At that October 21, 1974, FCCJ press conference, first the sarcastic-sounding introductory remarks by the moderator, a Hungarian Communist correspondent, and then tough questioning from the floor aroused government outrage. Tanaka grew so disturbed by persistent questions – which from the third question focused on the Bungei reportage – that he walked out before the scheduled end of the conference.
Tachibana was not present at the press conference. The main effect on his career came from the fact that after the FCCJ presser the mainstream Japanese media began asking tough questions – and within days the prime minister had to resign.
While Tanaka never returned to the FCCJ, Tachibana became friends with a number of foreign correspondents and went on to speak several times in the club over the following decades.
Right after one of his FCCJ talks, in 1976 when he was preparing a major piece on the Lockheed scandal, Newsweek quoted him as saying that “the establishment press has always played journalistic kendo at a meter’s length from their opponent’s sword and has never closed in. I think some of the individual reporters on the major papers will notice what we’re doing, but I think the impact on management will be negligible.”
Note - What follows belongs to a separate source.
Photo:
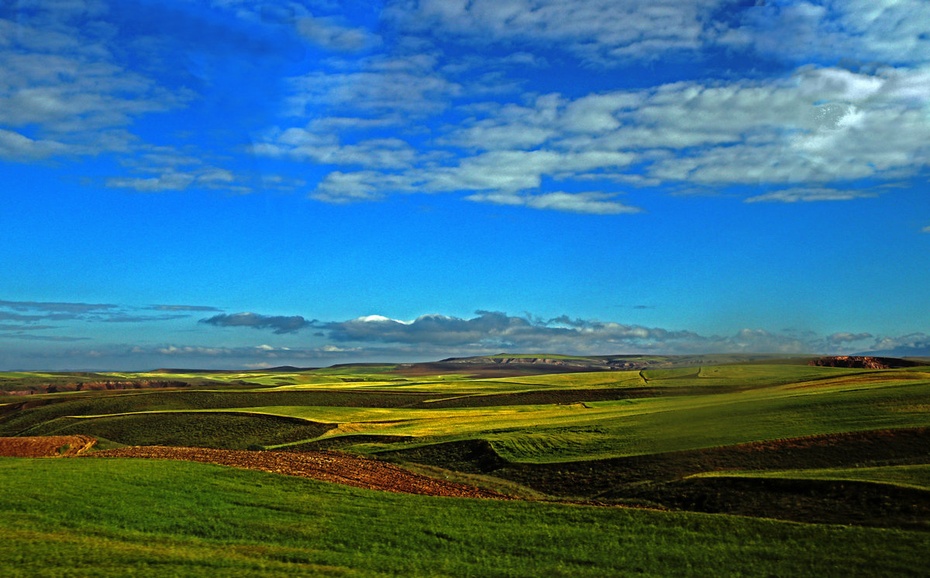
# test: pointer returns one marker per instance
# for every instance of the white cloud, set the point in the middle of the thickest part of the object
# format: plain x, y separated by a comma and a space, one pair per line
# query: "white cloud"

He always acknowledged an inspirational debt to investigative journalists abroad. For example, he wrote a book published in 1978 entitled Journalism wo kangaeru tabi, (Travels to Think About Journalism) in which he interviewed David Halberstam and other well-known journalists.
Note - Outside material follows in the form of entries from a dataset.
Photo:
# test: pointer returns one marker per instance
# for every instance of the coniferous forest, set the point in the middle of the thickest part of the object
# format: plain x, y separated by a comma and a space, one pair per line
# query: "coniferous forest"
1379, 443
But although he continued to do political journalism, he also branched out to become a polymath. While people close to him have lost count of how many books he published all say the number is more than a hundred. “His strength is really his diversified interest in different subjects,” says his close friend Hideko Takayama, who worked for the Baltimore Sun, Newsweek and Bloomberg News during a long career with the foreign press. “His interest went into so many directions it’s been hard to keep up.”
Those directions, she says, “have ranged from Kakuei Tanaka to the sexual revolution in the US, from space to brain death, from the Japanese Communist Party to near-death experiences, from agricultural cooperatives to music, from science to the Emperor.”
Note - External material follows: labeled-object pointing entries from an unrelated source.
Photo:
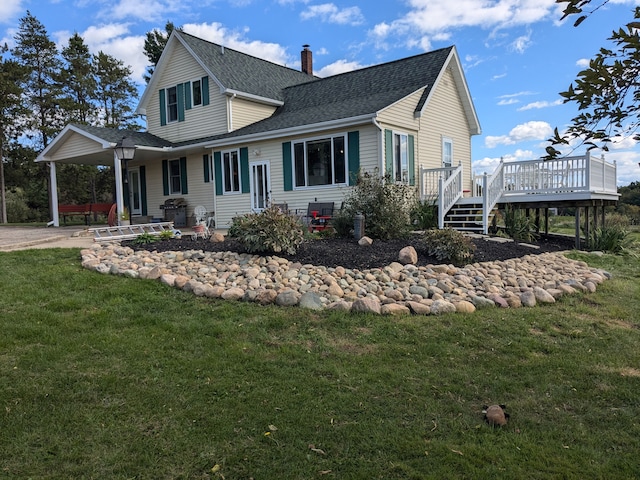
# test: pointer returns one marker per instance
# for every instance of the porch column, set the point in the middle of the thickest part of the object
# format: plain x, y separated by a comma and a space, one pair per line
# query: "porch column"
117, 170
54, 195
Tachibana, she recalls, “once produced record albums recorded at his own place under the label ‘Chez Tachibana.’ One of his major works was Uchu kara no kikan (Return from Space), in which he interviewed American astronauts about how their space trips changed their lives, and I think it is one of his best.”
One of his later works, published in 2016, is Toru Takemitsu – Ongaku sozo e no tabi (Journey Toward Musical Creation), over 700 pages of text based on interviews with the late Japanese composer Takemitsu. Another 2016 Tachibana book title can be translated as Tachibana talks about War.
A little later he penned a Bungei-Shunju article entitled “Diabetes and Cancer.” Tachibana suffered from both.
Journalist Bradley Martin knew Takashi Tachibana starting the late 1970s, when Martin was based in Tokyo for the Baltimore Sun. Alex Martin of the Japan Times also contributed reporting for this article.